Kodak's Jones agrees that centralized provisioning has improved in the last few years. Kodak has moved to centralized provisioning via Sun Identity Manager, and "it's been a big benefit to us," he says.
While deprovisioning has improved, the tools could still be better, he says. "The biggest weakness is the interface between whatever provisioning identity management tool you use and all your applications," says Jones.
Oddly, in this Web-based era, companies tend to forget about access to Web-based software. "I honestly don't know why companies miss this," says Thunberg. "A majority, if not all of these environments, have a way to track them."
Perhaps the weakest point in any deprovisioning process comes from external partners or vendors. When those companies lay people off, they may not deprovision them. Hamilton, of the City of Seattle, says that while you can write contracts and service-level agreements requiring contractors to deprovision people who are laid off, you don't have direct control over the process.
Data Leakage
One day this March, a door was propped open on a floor with important IT systems at the City of Seattle. In fact, the door could not be locked, meaning that anyone could potentially have gained access to systems. Monitoring might have alerted the city to large data dumps taking place, but a data thief could have easily been out the door before anyone could do something about it, says Hamilton.

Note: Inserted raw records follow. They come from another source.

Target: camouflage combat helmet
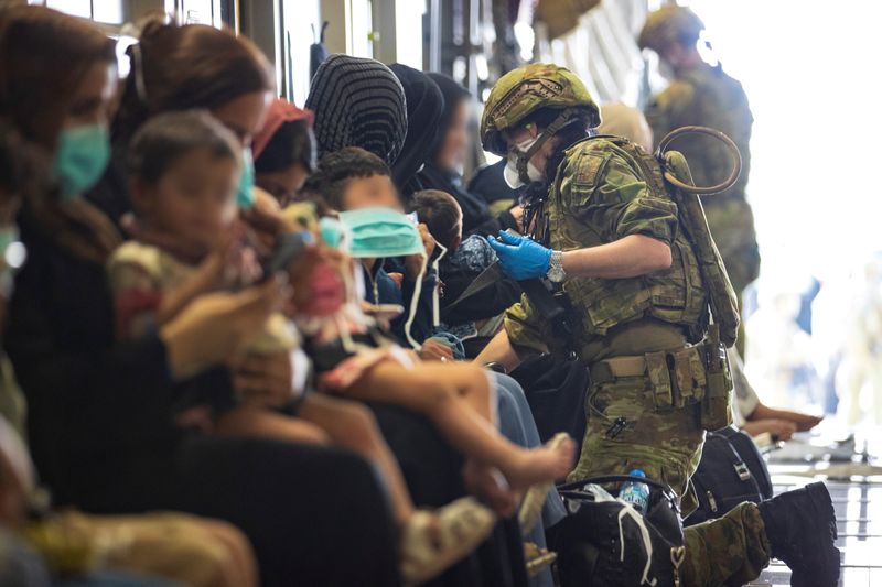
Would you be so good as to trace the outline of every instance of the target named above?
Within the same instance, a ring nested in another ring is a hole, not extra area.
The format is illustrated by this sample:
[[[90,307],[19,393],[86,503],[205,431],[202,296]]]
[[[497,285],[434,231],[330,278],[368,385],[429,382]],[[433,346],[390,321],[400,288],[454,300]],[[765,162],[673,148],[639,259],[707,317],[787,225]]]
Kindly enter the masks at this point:
[[[696,43],[703,30],[704,23],[690,9],[668,6],[646,17],[646,24],[637,37],[637,45],[659,53],[674,42]]]
[[[502,132],[540,108],[569,111],[591,128],[600,124],[600,109],[576,74],[553,64],[534,63],[508,72],[493,86],[481,118],[484,149],[505,156]]]

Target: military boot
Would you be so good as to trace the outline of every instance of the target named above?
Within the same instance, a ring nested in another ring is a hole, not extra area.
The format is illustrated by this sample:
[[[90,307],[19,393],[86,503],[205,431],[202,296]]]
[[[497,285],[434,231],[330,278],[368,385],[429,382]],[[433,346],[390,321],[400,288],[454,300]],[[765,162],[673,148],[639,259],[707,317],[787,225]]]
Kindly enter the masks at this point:
[[[794,587],[835,587],[839,581],[836,514],[824,483],[810,483],[760,503],[772,556],[793,574]]]

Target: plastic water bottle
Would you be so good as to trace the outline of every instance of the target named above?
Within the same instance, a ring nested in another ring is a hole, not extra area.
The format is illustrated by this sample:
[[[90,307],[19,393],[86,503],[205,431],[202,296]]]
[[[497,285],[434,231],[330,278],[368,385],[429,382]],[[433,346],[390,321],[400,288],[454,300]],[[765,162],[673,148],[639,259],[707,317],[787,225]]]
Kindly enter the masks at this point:
[[[628,474],[631,477],[646,477],[639,469],[634,469]],[[649,507],[649,486],[637,481],[625,481],[619,490],[619,499],[631,506],[641,513],[646,513]]]

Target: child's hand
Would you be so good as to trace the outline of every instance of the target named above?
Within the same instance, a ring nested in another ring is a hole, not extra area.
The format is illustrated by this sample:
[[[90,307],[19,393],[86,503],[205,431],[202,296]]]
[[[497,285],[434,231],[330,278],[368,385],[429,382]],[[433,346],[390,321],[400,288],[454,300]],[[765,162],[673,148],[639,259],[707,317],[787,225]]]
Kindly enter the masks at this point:
[[[281,407],[293,396],[293,366],[290,352],[245,355],[234,358],[233,384],[252,405]]]
[[[424,361],[452,361],[453,350],[437,338],[427,338],[420,348],[420,358]]]
[[[429,227],[424,224],[418,225],[417,230],[420,231],[420,237],[422,238],[422,246],[426,249],[426,259],[429,259],[434,252],[434,238],[432,237],[432,233],[429,232]],[[410,281],[416,281],[417,276],[420,274],[422,261],[423,258],[421,254],[411,254],[410,257],[405,257],[405,271],[407,271],[407,278]]]

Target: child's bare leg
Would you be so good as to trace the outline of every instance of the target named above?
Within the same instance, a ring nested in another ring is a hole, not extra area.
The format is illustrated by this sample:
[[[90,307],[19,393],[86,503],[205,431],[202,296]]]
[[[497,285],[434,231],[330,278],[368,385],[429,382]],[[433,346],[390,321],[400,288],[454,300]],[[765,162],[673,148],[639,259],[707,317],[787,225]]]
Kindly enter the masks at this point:
[[[455,385],[458,395],[469,402],[481,417],[498,426],[496,390],[485,369],[462,362],[423,362],[420,363],[420,369],[429,377],[451,382]]]
[[[327,434],[301,418],[243,405],[217,418],[215,431],[227,436],[259,436],[292,443],[326,445]]]
[[[552,481],[570,471],[572,442],[549,449],[526,450],[509,443],[471,404],[459,395],[456,387],[422,365],[407,369],[386,360],[364,373],[345,393],[366,401],[402,405],[424,414],[455,448],[480,463],[503,471],[513,490],[544,481]],[[475,378],[485,374],[478,368]]]
[[[396,519],[404,524],[413,514],[413,501],[405,478],[370,411],[355,402],[313,393],[298,414],[322,428],[331,442],[358,453],[380,468],[388,483]]]

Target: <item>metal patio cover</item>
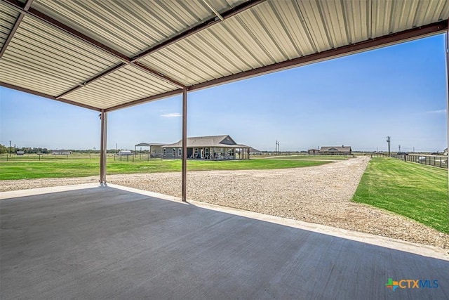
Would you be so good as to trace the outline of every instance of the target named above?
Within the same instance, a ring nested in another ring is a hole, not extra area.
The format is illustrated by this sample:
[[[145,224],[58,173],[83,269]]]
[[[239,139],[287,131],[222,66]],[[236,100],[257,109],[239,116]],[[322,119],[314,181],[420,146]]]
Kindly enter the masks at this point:
[[[444,32],[446,0],[0,0],[0,85],[108,112]]]

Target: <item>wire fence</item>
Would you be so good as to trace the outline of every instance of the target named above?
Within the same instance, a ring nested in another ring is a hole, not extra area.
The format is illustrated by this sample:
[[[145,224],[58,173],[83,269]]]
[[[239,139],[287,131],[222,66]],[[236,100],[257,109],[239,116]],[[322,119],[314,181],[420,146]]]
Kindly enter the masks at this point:
[[[161,159],[161,155],[154,155],[150,153],[132,153],[129,155],[120,155],[116,153],[107,153],[106,159],[109,162],[142,162],[149,161],[152,159]],[[0,154],[0,162],[60,162],[60,161],[81,161],[81,160],[92,160],[100,161],[100,153],[82,153],[82,154],[63,154],[63,155],[52,155],[52,154],[25,154],[23,155],[17,155],[8,153]]]
[[[424,155],[420,154],[408,155],[391,155],[392,157],[404,162],[417,162],[418,164],[427,164],[428,166],[438,167],[439,168],[448,169],[448,157],[443,155]]]

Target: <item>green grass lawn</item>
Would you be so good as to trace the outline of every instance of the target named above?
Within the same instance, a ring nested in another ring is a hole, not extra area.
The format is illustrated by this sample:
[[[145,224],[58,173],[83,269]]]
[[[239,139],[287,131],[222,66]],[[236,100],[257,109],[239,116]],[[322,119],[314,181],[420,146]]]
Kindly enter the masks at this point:
[[[228,161],[187,161],[189,171],[243,170],[299,168],[318,166],[328,162],[245,159]],[[0,180],[42,178],[82,177],[98,175],[100,162],[97,159],[77,159],[52,161],[10,161],[0,163]],[[108,159],[108,174],[173,172],[181,171],[180,159],[120,162]]]
[[[300,160],[347,160],[348,157],[342,155],[288,155],[271,156],[269,159],[300,159]]]
[[[352,200],[394,211],[449,233],[446,169],[374,157]]]

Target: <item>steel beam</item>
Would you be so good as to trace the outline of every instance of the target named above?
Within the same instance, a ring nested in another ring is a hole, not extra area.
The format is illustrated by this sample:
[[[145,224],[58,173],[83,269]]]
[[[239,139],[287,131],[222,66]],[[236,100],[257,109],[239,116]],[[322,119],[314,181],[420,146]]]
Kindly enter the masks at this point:
[[[75,91],[76,91],[77,89],[79,89],[82,87],[84,87],[86,86],[87,86],[89,84],[91,84],[92,82],[100,79],[100,78],[104,77],[106,75],[108,75],[109,74],[111,74],[112,72],[116,71],[117,70],[121,69],[122,67],[125,67],[126,65],[125,63],[121,63],[119,65],[116,65],[115,67],[113,67],[110,69],[107,70],[106,71],[102,72],[101,73],[98,74],[96,76],[94,76],[93,77],[91,78],[90,79],[84,81],[83,83],[82,83],[81,84],[76,86],[72,89],[70,89],[69,91],[67,91],[64,93],[62,93],[62,94],[60,94],[60,96],[56,96],[56,99],[59,99],[62,97],[64,97],[65,96],[67,96],[68,94],[69,94],[72,92],[74,92]]]
[[[17,91],[20,91],[24,93],[28,93],[32,95],[39,96],[39,97],[46,98],[48,99],[55,100],[57,101],[63,102],[65,103],[71,104],[72,105],[79,106],[80,107],[87,108],[88,110],[96,110],[98,112],[101,111],[101,109],[98,107],[95,107],[93,106],[88,105],[83,103],[79,103],[77,102],[72,101],[70,100],[63,99],[62,98],[57,99],[54,96],[48,95],[45,93],[41,93],[39,91],[34,91],[29,89],[26,89],[22,86],[15,86],[14,84],[11,84],[6,82],[0,81],[0,86],[4,86],[8,89],[12,89]]]
[[[33,3],[33,1],[34,0],[27,0],[27,2],[25,2],[22,8],[24,11],[27,11],[29,9],[32,4]],[[17,31],[18,28],[19,28],[19,25],[20,25],[22,20],[23,20],[23,17],[25,17],[25,15],[24,13],[22,12],[19,13],[19,15],[17,17],[17,20],[15,20],[15,22],[14,22],[14,25],[13,25],[13,28],[11,28],[11,30],[9,32],[9,34],[8,34],[8,37],[6,37],[5,42],[3,44],[3,46],[1,47],[1,49],[0,49],[0,58],[1,58],[5,51],[6,51],[6,48],[8,48],[8,45],[9,45],[9,43],[11,41],[11,39],[13,39],[13,37],[14,37],[14,34]]]
[[[138,105],[140,104],[146,103],[147,102],[155,101],[156,100],[163,99],[164,98],[171,97],[172,96],[179,95],[182,93],[182,90],[180,89],[168,91],[163,93],[159,93],[154,96],[151,96],[149,97],[142,98],[141,99],[138,99],[132,102],[128,102],[128,103],[120,104],[119,105],[113,106],[109,108],[107,108],[107,112],[112,112],[114,110],[121,110],[122,108],[129,107],[130,106]]]
[[[182,90],[182,202],[187,201],[187,89]]]
[[[446,134],[448,135],[447,146],[449,152],[449,19],[446,21],[448,27],[446,28],[446,43],[445,43],[445,58],[446,58]],[[449,182],[449,154],[446,157],[446,165],[448,166],[448,182]],[[448,190],[449,193],[449,190]],[[449,203],[449,200],[448,200]],[[449,207],[446,211],[449,216]]]
[[[179,88],[181,89],[185,89],[186,86],[185,86],[184,84],[182,84],[182,83],[177,81],[175,79],[173,79],[171,78],[170,78],[169,77],[161,73],[159,71],[156,71],[155,70],[152,69],[149,67],[146,66],[145,65],[139,63],[139,62],[135,62],[133,63],[133,65],[138,67],[138,68],[143,70],[144,72],[146,72],[147,73],[149,73],[154,76],[156,76],[156,77],[159,78],[160,79],[162,79],[163,81],[166,81],[167,82],[168,82],[169,84],[173,84]]]
[[[337,58],[350,54],[355,54],[359,52],[397,44],[398,42],[407,41],[417,38],[424,37],[426,36],[436,34],[438,32],[444,32],[447,28],[448,21],[441,21],[351,45],[344,46],[335,49],[327,50],[326,51],[311,54],[309,56],[302,56],[237,74],[233,74],[224,77],[217,78],[216,79],[189,86],[188,89],[189,91],[202,89],[220,84],[227,84],[237,80],[260,76],[276,71],[290,69],[332,58]]]
[[[106,138],[107,136],[107,112],[105,110],[100,114],[101,119],[101,141],[100,143],[100,183],[106,183]]]
[[[248,9],[250,9],[254,6],[255,6],[257,4],[260,4],[261,3],[264,2],[266,0],[248,0],[246,2],[242,3],[241,4],[239,4],[231,9],[229,9],[229,11],[224,11],[223,13],[222,13],[220,14],[220,15],[222,16],[223,20],[226,20],[226,19],[229,19],[231,17],[233,17],[236,15],[238,15],[240,13],[242,13]],[[213,17],[210,18],[209,19],[208,19],[207,20],[206,20],[205,22],[203,22],[201,24],[197,25],[196,26],[193,27],[192,28],[190,28],[188,30],[185,31],[184,32],[181,32],[180,34],[170,38],[168,39],[168,40],[154,46],[150,48],[148,50],[146,50],[145,51],[143,51],[142,53],[141,53],[140,54],[138,54],[135,56],[134,56],[133,58],[132,58],[131,59],[131,63],[133,63],[135,61],[137,61],[141,58],[145,58],[145,56],[147,56],[152,53],[154,53],[156,51],[159,51],[159,50],[167,47],[173,44],[175,44],[179,41],[181,41],[182,39],[185,39],[187,37],[189,37],[192,34],[194,34],[196,33],[198,33],[202,30],[204,30],[206,28],[210,27],[210,26],[215,25],[217,23],[219,23],[222,22],[222,20],[218,18],[217,17]]]

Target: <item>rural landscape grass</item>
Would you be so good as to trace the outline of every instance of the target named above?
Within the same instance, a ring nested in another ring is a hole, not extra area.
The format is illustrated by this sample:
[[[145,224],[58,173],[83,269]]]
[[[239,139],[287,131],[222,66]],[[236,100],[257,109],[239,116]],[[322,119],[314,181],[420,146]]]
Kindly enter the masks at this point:
[[[132,162],[107,161],[108,174],[174,172],[181,171],[180,159],[150,159]],[[187,161],[189,171],[245,170],[300,168],[327,164],[328,161],[291,159],[243,159],[227,161]],[[83,177],[98,175],[99,159],[64,159],[25,161],[11,160],[0,163],[0,180],[43,178]]]
[[[375,157],[368,164],[352,200],[449,233],[446,169]]]
[[[257,157],[256,157],[257,158]],[[267,157],[270,159],[300,159],[300,160],[347,160],[348,157],[342,155],[282,155]]]

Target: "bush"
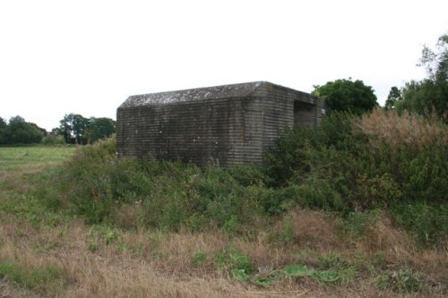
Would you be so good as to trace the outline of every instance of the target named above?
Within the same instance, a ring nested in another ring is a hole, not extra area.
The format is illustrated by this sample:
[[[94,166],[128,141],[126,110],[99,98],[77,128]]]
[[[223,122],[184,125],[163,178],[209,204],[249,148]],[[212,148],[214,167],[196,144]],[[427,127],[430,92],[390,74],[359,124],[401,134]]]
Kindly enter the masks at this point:
[[[46,146],[61,145],[64,143],[64,139],[56,137],[54,135],[47,135],[42,139],[42,144]]]

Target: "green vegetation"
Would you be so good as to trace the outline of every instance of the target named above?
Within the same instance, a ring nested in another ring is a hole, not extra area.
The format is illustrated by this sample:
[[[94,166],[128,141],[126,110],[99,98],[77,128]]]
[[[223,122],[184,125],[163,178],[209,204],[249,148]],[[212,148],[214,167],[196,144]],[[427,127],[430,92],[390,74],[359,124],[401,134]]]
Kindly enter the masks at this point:
[[[337,212],[353,235],[362,234],[371,223],[369,210],[379,209],[415,233],[421,245],[443,245],[448,228],[444,124],[418,123],[433,127],[435,138],[412,147],[405,143],[409,132],[390,143],[390,136],[371,125],[401,119],[379,110],[362,118],[335,112],[316,129],[287,131],[264,166],[229,169],[118,160],[109,140],[79,151],[53,177],[53,188],[46,183],[35,194],[89,223],[170,231],[217,226],[229,234],[298,206]],[[123,209],[133,209],[133,218],[122,218]],[[287,243],[293,240],[288,225]]]
[[[333,112],[286,131],[263,165],[231,168],[118,159],[113,138],[0,148],[0,281],[25,291],[12,296],[175,294],[148,272],[173,275],[183,294],[179,276],[249,292],[443,295],[444,125]]]
[[[392,87],[386,107],[426,116],[435,114],[448,123],[448,35],[439,38],[435,49],[425,47],[420,65],[427,78],[406,82],[401,89]]]
[[[378,106],[371,86],[362,81],[336,80],[325,85],[314,86],[313,95],[323,98],[332,111],[350,112],[362,115]]]
[[[60,164],[75,150],[73,147],[0,147],[0,171],[40,169]]]
[[[62,269],[55,266],[37,267],[30,270],[16,262],[0,261],[0,277],[41,293],[47,292],[59,282],[63,278],[61,273]]]
[[[0,117],[0,145],[40,143],[45,130],[17,115],[9,123]]]

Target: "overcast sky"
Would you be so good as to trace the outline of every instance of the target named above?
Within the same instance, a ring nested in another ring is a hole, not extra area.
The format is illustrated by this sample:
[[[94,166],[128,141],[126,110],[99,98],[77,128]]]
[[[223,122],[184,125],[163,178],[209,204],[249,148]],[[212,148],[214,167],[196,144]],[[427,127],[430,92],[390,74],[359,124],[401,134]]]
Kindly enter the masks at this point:
[[[425,76],[448,1],[0,1],[0,116],[51,130],[116,118],[130,95],[268,81],[362,80],[383,104]]]

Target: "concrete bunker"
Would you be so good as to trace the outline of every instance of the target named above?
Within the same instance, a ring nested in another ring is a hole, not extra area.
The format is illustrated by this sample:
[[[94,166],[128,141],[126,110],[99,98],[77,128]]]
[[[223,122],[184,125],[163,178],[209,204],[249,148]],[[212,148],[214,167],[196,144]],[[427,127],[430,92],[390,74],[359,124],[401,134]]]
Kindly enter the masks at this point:
[[[117,153],[260,163],[286,127],[316,125],[324,113],[323,99],[266,81],[131,96],[116,113]]]

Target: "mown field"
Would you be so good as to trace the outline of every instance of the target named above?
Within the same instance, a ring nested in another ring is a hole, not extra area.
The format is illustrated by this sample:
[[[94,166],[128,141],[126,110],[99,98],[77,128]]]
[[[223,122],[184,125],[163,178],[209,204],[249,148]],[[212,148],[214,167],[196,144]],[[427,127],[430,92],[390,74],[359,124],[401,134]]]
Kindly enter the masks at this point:
[[[381,203],[309,194],[292,172],[279,185],[278,160],[270,175],[116,160],[113,140],[0,158],[0,297],[447,294],[446,214],[429,203],[426,241]]]

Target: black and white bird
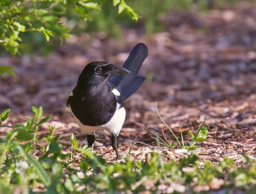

Hamilton says that he and his staff have to be on the constant lookout to help prevent data leakage. With layoffs pending, he's heightened his monitoring and is considering things like tagging certain employees with special monitoring agents.
Still, there's only so much companies can do with monitoring.
"It's hard to get a handle on data leakage—there's so much data in file cabinets as well as on systems," says Michelle Drolet, CEO of Towerwall, a security consultancy in Framingham, Mass.
Indeed, the Ponemon study found that 61 percent of those who take data take it in hard-copy form.
But there are plenty of ways to know if employees are trying to transfer large amounts of data digitally. And most companies are probably already using them—there is always an insider threat. Kodak's Jones says that companies should set monitoring tools and alerts based on perceived threat levels, "and apply them regardless of whether people are being laid off or not."